3.2.1.1. SD and SDR stage
ANOVA revealed no main effect of Purkinje cell group on sessions or errors to criterion on the SD stage. ANCOVA revealed a significant main effect of Purkinje cell group on sessions to criterion [F (2, 65) = 5.24, p < .01] and a marginally significant main effect of Purkinje cell group on errors to criterion [F (2, 65) = 2.77, p < .07] on the SDR stage. Post hoc tests revealed that these effects were driven by impaired performance of mice from the low Purkinje cell group relative to mice from the other two Purkinje cell groups (Figure 4C, F).
3.2.1.2. CD, IDS1, IDS2, IDS3, and IDS4 stages
ANOVA revealed no main effect of Purkinje cell group on sessions or errors to criterion on the CD, IDS1, IDS2, IDS3, or IDS4 stages. To determine if performance improved across the four intradimensional shifts, we performed a repeated measures ANOVA using stage (IDS1– IDS4) and Purkinje cell group as the within and between subjects factors. We observed a main effect of stage [F (3, 198) = 38.51, p < .0001], but no main effect of Purkinje cell group. Post hoc tests revealed that mice as a group committed significantly fewer errors on IDS4 relative to IDS1, IDS2, and IDS3 (all comparisons p < .0001).
3.2.1.3. IDS4R stage
ANCOVA revealed a significant main effect of Purkinje cell group on sessions to criterion [F (2, 65) = 10.63, p < .001] and errors to criterion [F (2, 65) = 9.54, p < .001] on the IDS4R stage. Post hoc tests revealed that IDS4R performance of chimeric mice with the fewest Purkinje cells was significantly impaired relative to mice from the other two Purkinje cell groups (Figure 4D, G). To determine the nature of this impairment, we divided IDS4R errors into those committed on sessions during which performance was ≤ 40% correct (perseverative errors) and those committed on sessions during which performance was ≥ 41% correct (learning errors). Impairments at these early and late phases of a reversal learning stage reflect perseverative responding to the stimulus that was correct on the previous stage and attenuated learning of the new response rule, respectively (Bussey et al., 1997, Chudasama and Robbins, 2003, Dickson et al., 2010, Dickson et al., 2013). ANCOVA was conducted using perseverative errors or learning errors on the IDS4R stage as the dependent measure, Purkinje cell group as the between-subjects factor, and perseverative or learning errors on the IDS4 stage as the covariate. We observed a significant main effect of Purkinje cell group on learning errors, F (2, 65) = 7.46, p < .01. Post hoc tests revealed that chimeras in the low Purkinje cell group exhibited significantly impaired performance on the learning phase relative to mice from the other two groups (p < .01 for both comparisons, Figure 5). The main effect of Purkinje cell group approached significance on the perseverative phase, F (2, 65) = 2.99, p < .06. Post hoc tests indicated that this was driven by a trend towards elevated perseverative errors in mice from the low Purkinje cell group (Figure 5).
Figure 5.
Learning-phase but not perseverative-phase errors on the IDS4R stage were significantly greater in the low Purkinje cell group relative to the other Purkinje cell groups. Data points and errors bars represent group means and standard error, respectively.
* p < .05.
3.2.1.4. EDS and EDSR stages
ANOVA revealed a significant main effect of Purkinje cell group on sessions to criterion [F (2, 66) = 4.33, p < .05] and errors to criterion [F (2, 66) = 3.76, p < .05] on the EDS stage. Post hoc tests revealed that EDS performance of chimeric mice with the fewest Purkinje cells was significantly impaired relative to mice from the other two Purkinje cell groups (Figure 4E, H). ANCOVA revealed no main effect of Purkinje cell group on sessions or errors to criterion on the EDSR stage.

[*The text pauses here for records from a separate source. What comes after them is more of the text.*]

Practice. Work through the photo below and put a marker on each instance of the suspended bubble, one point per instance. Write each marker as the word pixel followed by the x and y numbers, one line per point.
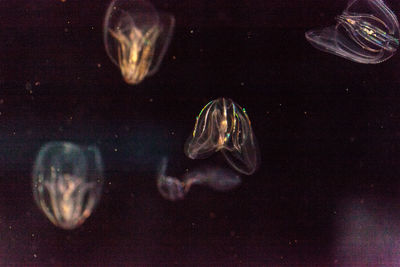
pixel 67 182
pixel 366 32
pixel 136 37
pixel 223 125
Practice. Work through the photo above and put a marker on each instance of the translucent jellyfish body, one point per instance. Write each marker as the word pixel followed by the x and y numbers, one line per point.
pixel 366 32
pixel 136 37
pixel 223 125
pixel 67 182
pixel 173 189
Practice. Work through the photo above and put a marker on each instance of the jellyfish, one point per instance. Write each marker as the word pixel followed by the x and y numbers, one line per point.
pixel 366 32
pixel 136 37
pixel 173 189
pixel 67 182
pixel 223 125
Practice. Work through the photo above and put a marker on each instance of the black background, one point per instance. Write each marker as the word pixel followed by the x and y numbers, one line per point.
pixel 327 190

3.2.2. Reward collection propensity and latency
To determine the effect of Purkinje cells on reward collection propensity, we conducted a repeated measures ANOVA using the percentage of rewards that were collected as the dependent variable (Figure 6A). Stage (SD - EDSR) was the within subjects factors. Purkinje cell group was the between subjects factor. ANOVA revealed a significant main effect of stage [F (9, 594) = 3.87, p < .01] and Purkinje cell group [F (2, 66) = 3.38, p < .05]. Post hoc tests indicated that the percentage of rewards collected by ataxic mice in the low Purkinje cell group (M = 97.84, SD = 1.05) was modestly though significantly greater than the percentage collected by mice in the medium Purkinje cell group (M = 96.77, SD = 1.66). The percentage of rewards collected by mice in the high Purkinje cell group (M = 97.12, SD = 1.37) did not differ from that of the other two groups. The main effect of stage was driven by a small but significant increase in percentage of rewards collected following the first several stages.
Figure 6.
Percentage of rewards collected, reward collection latency, and response latency. (A) Mice from all groups collected > 95% of delivered rewards at all stages. (B) Latency to collect a reward was significantly greater in the low Purkinje cell group relative to other groups, but this did not vary across stages. (C and D) Latency to make a correct and incorrect response was consistently greater in the low Purkinje cell group relative to the other two groups. Effects of Purkinje cell group on reward collection and response latency were likely due to ataxia in these mice. Reward collection and response latency did not vary with cognitive deficits observed on the SDR, IDS4R, and EDS stages. Data points and errors bars represent group means and standard error, respectively.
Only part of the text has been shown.